Introduction: How to Make Milk Chocolate Peanut Butter Cups

About: I'm an experimentalist, a scientist and I have a tendency to do things just for the sake of doing them, or to find out what they're like. I love life, show me something I can feel good about. I've got an ho…

This was a bit of an experiment to see if I could manage something like Reese's king size cups. I don't really like these things but my sister does and they're hard to find in the UK (and expensive).
A fairly simple task I thought - chocolate, peanut butter, sugar. Reese's list the ingredients as milk chocolate, peanuts, sugar, salt (& preservative).

The only other Instructable I could find like this is this one. The method of construction is different, but probably a bit easier if you don't want the classic cup-shape.

Thank you for the peanut butter cups, i have just eaten one, it was lush. X(verdict by SMS)

Step 1: Ingredients & Other Materials

I used:
~100g Icing-sugar, otherwise known as confectioner's sugar. This packet is white powdered refined cane-sugar.
~100g Peanut butter (smooth). This jar claims the ingredients to include 92% roasted peanuts and some salt. Yes the label does advise that it "Contains peanuts."
~200g Chocolate. Use what you like, I went for "Chocolate flavour cake covering", as this is the sort of thing my sister likes.

For making the cups, I used some "white baking cases", an improvised bain-marie and a few other common kitchen tools.


Step 2: Stage 1 - Hollow Chocolate Cups

If you take baking cases out of the packet, you tend to find them sagging, add weight to them and they'll sag some more. So I cut up a kitchen-tissue inner-tube to hold the sides of baking-cases vertical, which did a pretty good job.

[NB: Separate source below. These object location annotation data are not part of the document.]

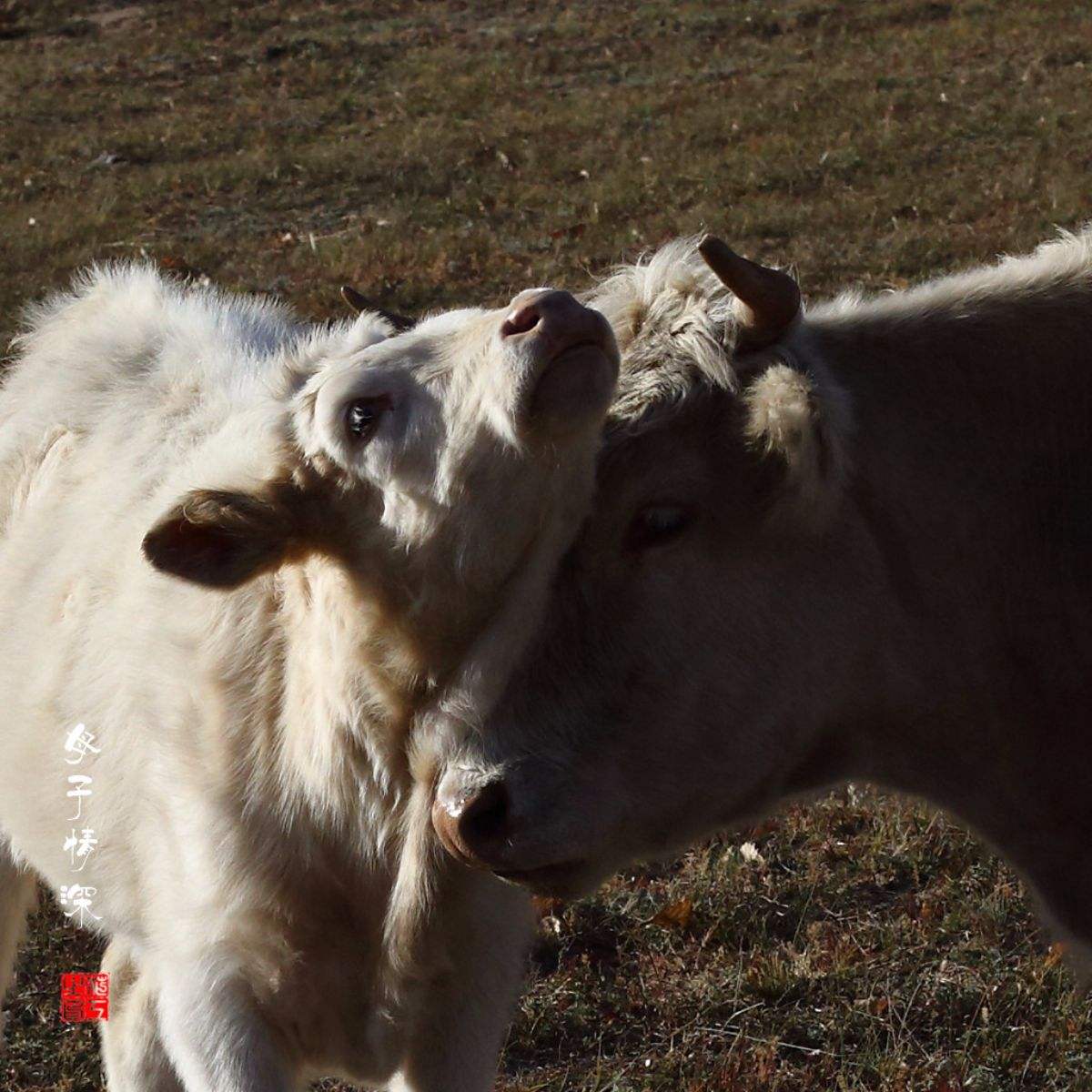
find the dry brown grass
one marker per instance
(431, 153)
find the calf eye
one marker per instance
(656, 524)
(361, 415)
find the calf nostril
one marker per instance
(484, 822)
(520, 320)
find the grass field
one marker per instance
(434, 153)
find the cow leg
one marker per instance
(457, 1038)
(134, 1053)
(17, 896)
(214, 1033)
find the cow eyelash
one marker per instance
(363, 416)
(656, 524)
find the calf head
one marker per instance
(430, 468)
(683, 669)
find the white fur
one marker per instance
(271, 918)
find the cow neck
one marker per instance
(960, 464)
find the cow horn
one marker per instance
(771, 298)
(359, 303)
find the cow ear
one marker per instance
(221, 539)
(804, 430)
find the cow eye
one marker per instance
(363, 415)
(656, 524)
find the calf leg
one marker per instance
(214, 1033)
(457, 1038)
(134, 1053)
(17, 896)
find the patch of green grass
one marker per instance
(432, 153)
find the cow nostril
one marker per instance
(485, 820)
(520, 320)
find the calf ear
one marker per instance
(222, 540)
(805, 430)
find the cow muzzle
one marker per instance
(473, 819)
(574, 359)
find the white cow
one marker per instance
(241, 552)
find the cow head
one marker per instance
(427, 467)
(702, 631)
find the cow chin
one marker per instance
(571, 879)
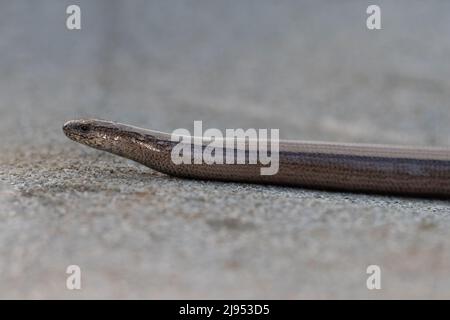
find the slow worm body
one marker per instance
(320, 165)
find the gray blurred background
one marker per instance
(310, 68)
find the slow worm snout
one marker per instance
(350, 167)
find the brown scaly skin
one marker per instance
(331, 166)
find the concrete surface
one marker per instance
(309, 68)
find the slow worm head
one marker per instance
(333, 166)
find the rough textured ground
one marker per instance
(310, 68)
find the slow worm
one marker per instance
(382, 169)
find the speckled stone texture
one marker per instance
(309, 68)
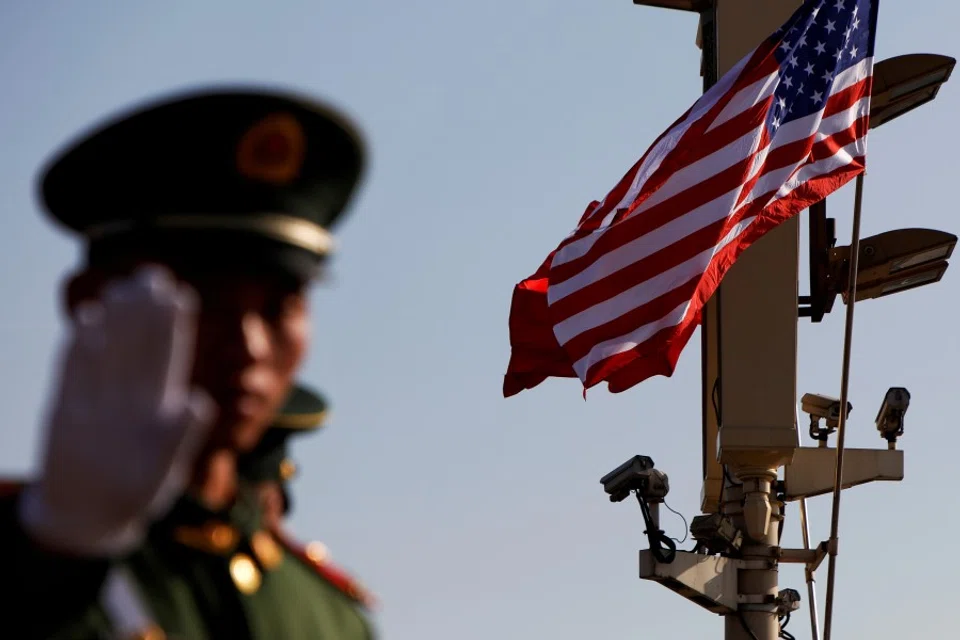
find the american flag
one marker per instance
(620, 297)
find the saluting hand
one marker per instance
(125, 425)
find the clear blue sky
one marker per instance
(492, 124)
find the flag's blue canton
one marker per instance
(822, 39)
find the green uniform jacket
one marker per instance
(200, 575)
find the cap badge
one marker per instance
(272, 150)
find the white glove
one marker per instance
(125, 427)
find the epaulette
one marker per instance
(9, 488)
(328, 571)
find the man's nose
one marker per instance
(255, 336)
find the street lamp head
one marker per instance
(903, 83)
(895, 261)
(682, 5)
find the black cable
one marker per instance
(743, 623)
(784, 621)
(664, 549)
(686, 527)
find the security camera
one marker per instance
(636, 474)
(892, 411)
(788, 601)
(822, 408)
(716, 533)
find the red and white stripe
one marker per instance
(626, 288)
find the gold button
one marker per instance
(288, 469)
(317, 552)
(152, 632)
(221, 537)
(266, 548)
(245, 574)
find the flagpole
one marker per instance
(811, 580)
(842, 426)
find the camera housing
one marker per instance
(788, 601)
(636, 474)
(822, 408)
(892, 411)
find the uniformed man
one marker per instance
(205, 217)
(269, 468)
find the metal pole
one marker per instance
(842, 427)
(811, 579)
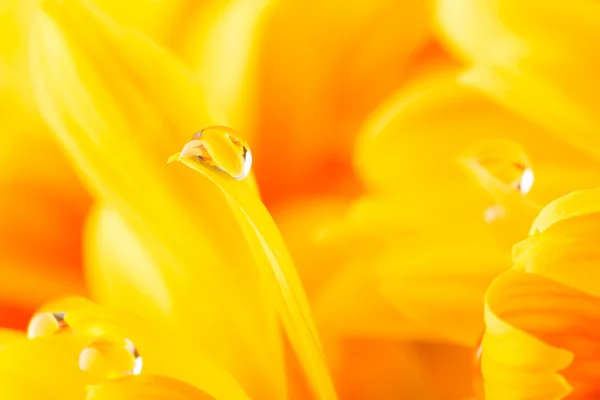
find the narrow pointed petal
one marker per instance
(110, 126)
(126, 119)
(512, 44)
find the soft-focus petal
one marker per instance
(112, 124)
(551, 297)
(147, 387)
(319, 76)
(536, 58)
(42, 368)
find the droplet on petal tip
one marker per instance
(218, 148)
(46, 324)
(110, 357)
(505, 161)
(173, 158)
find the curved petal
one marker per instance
(39, 368)
(444, 119)
(551, 295)
(513, 44)
(119, 119)
(314, 93)
(148, 387)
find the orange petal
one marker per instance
(149, 387)
(513, 43)
(315, 93)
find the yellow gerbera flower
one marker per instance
(541, 316)
(433, 257)
(534, 57)
(42, 205)
(118, 128)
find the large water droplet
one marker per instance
(46, 324)
(507, 162)
(109, 357)
(219, 148)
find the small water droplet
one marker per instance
(506, 161)
(109, 357)
(494, 213)
(478, 391)
(219, 148)
(46, 324)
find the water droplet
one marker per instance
(219, 148)
(46, 324)
(506, 161)
(478, 391)
(109, 357)
(494, 213)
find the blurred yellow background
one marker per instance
(402, 149)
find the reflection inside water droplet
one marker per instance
(219, 148)
(494, 213)
(506, 161)
(46, 324)
(109, 357)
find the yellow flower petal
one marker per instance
(176, 215)
(119, 270)
(443, 119)
(524, 312)
(8, 335)
(314, 94)
(513, 44)
(112, 124)
(575, 204)
(148, 387)
(41, 368)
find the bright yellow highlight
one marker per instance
(373, 244)
(541, 339)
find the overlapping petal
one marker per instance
(119, 128)
(443, 254)
(319, 76)
(536, 58)
(541, 341)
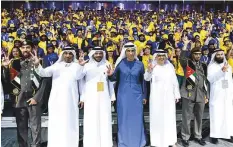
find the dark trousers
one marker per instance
(189, 108)
(33, 114)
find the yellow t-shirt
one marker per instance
(140, 46)
(42, 44)
(110, 60)
(146, 59)
(71, 38)
(178, 68)
(230, 61)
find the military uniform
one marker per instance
(24, 90)
(193, 101)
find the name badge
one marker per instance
(100, 86)
(224, 84)
(32, 76)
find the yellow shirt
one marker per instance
(230, 61)
(42, 44)
(146, 59)
(177, 36)
(58, 50)
(8, 45)
(71, 38)
(140, 46)
(178, 69)
(110, 60)
(225, 49)
(13, 34)
(79, 42)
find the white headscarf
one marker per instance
(212, 61)
(158, 52)
(122, 55)
(61, 59)
(92, 52)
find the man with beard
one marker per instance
(63, 129)
(141, 43)
(221, 100)
(27, 103)
(97, 111)
(193, 92)
(130, 97)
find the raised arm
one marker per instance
(148, 73)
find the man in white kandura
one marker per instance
(97, 95)
(163, 98)
(63, 118)
(219, 75)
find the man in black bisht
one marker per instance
(28, 100)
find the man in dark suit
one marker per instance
(28, 99)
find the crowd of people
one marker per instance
(90, 59)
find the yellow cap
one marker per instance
(35, 25)
(94, 39)
(12, 25)
(226, 39)
(130, 38)
(165, 36)
(195, 34)
(113, 31)
(110, 49)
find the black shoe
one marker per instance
(185, 143)
(200, 141)
(214, 140)
(230, 140)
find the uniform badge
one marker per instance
(189, 87)
(16, 91)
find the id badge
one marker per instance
(100, 86)
(224, 84)
(31, 76)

Melt the chocolate in whichever way works for you. I improvised a bain-marie by sitting a bowl on top of a pan simmering water gently.

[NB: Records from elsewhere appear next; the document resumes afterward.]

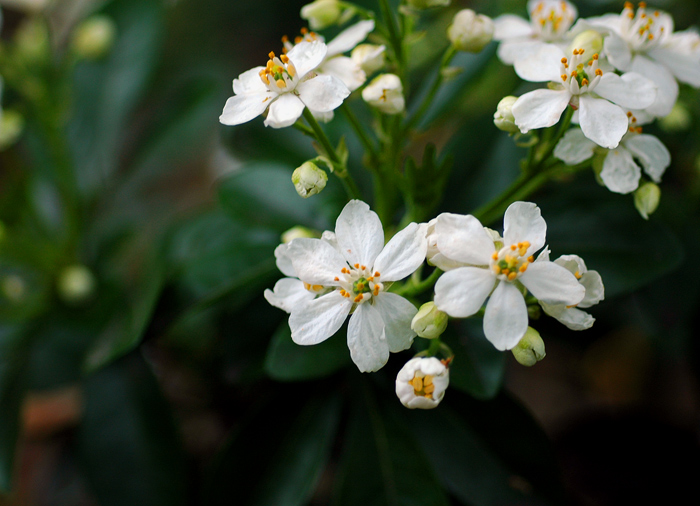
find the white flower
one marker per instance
(549, 23)
(500, 274)
(621, 173)
(286, 85)
(575, 79)
(571, 316)
(359, 268)
(422, 382)
(644, 42)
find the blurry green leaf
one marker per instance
(127, 442)
(382, 463)
(278, 455)
(288, 361)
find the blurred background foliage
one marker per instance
(140, 364)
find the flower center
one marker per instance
(550, 20)
(510, 261)
(359, 283)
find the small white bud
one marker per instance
(530, 349)
(385, 92)
(422, 382)
(470, 31)
(369, 57)
(429, 321)
(321, 13)
(309, 179)
(503, 117)
(646, 199)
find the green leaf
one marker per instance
(288, 361)
(127, 442)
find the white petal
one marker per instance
(403, 254)
(359, 233)
(242, 108)
(651, 153)
(463, 238)
(288, 294)
(368, 345)
(505, 319)
(552, 284)
(322, 93)
(461, 292)
(574, 147)
(306, 56)
(349, 38)
(315, 261)
(631, 90)
(540, 108)
(396, 313)
(523, 221)
(284, 111)
(602, 122)
(319, 319)
(620, 174)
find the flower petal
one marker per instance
(359, 233)
(396, 313)
(602, 122)
(505, 319)
(461, 292)
(318, 319)
(403, 254)
(368, 345)
(552, 284)
(540, 108)
(284, 111)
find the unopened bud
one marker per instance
(309, 179)
(503, 117)
(470, 31)
(530, 349)
(75, 284)
(94, 37)
(646, 199)
(429, 321)
(369, 57)
(321, 13)
(385, 92)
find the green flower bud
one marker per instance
(470, 31)
(429, 321)
(503, 117)
(646, 199)
(530, 349)
(321, 13)
(309, 179)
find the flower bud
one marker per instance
(429, 321)
(75, 284)
(422, 382)
(385, 92)
(94, 37)
(321, 13)
(309, 179)
(530, 349)
(369, 57)
(646, 199)
(503, 117)
(470, 31)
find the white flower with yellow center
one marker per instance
(359, 269)
(286, 85)
(643, 41)
(422, 382)
(574, 81)
(500, 275)
(549, 23)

Add a spoon of molten chocolate to a baking case, and push it up the sides with a small spoon. It will relax back down to the bottom, leaving a coating on the sides. Leave the chocolate to cool and move on to the next case.

Step 3: Stage 2 - Peanut Butter Filling

Mix peanut butter & sugar together until you've got the sweetness you like, I went roughly 50/50.

To fill the cups - warm the filling, but only warm it, to around body temperature.
I found the mixture to be thixotropic i.e. it would liquefy to an extent if shaken, so one blob in each cup, a bit of a shake and the filling settled nicely.




Step 4: Finish

To finish the cups, add a spoon of chocolate to the top, give a bit of a shake, and let them cool.

With a bit of practice I could do better, and so could anyone else. But the things worked, I ate one it was just fine (and I don't really like these things).

I made 10 cups from the ingredients, they'll be ~40g (twice the Reese's) ~200 kcal.: they are high in fat and sugar.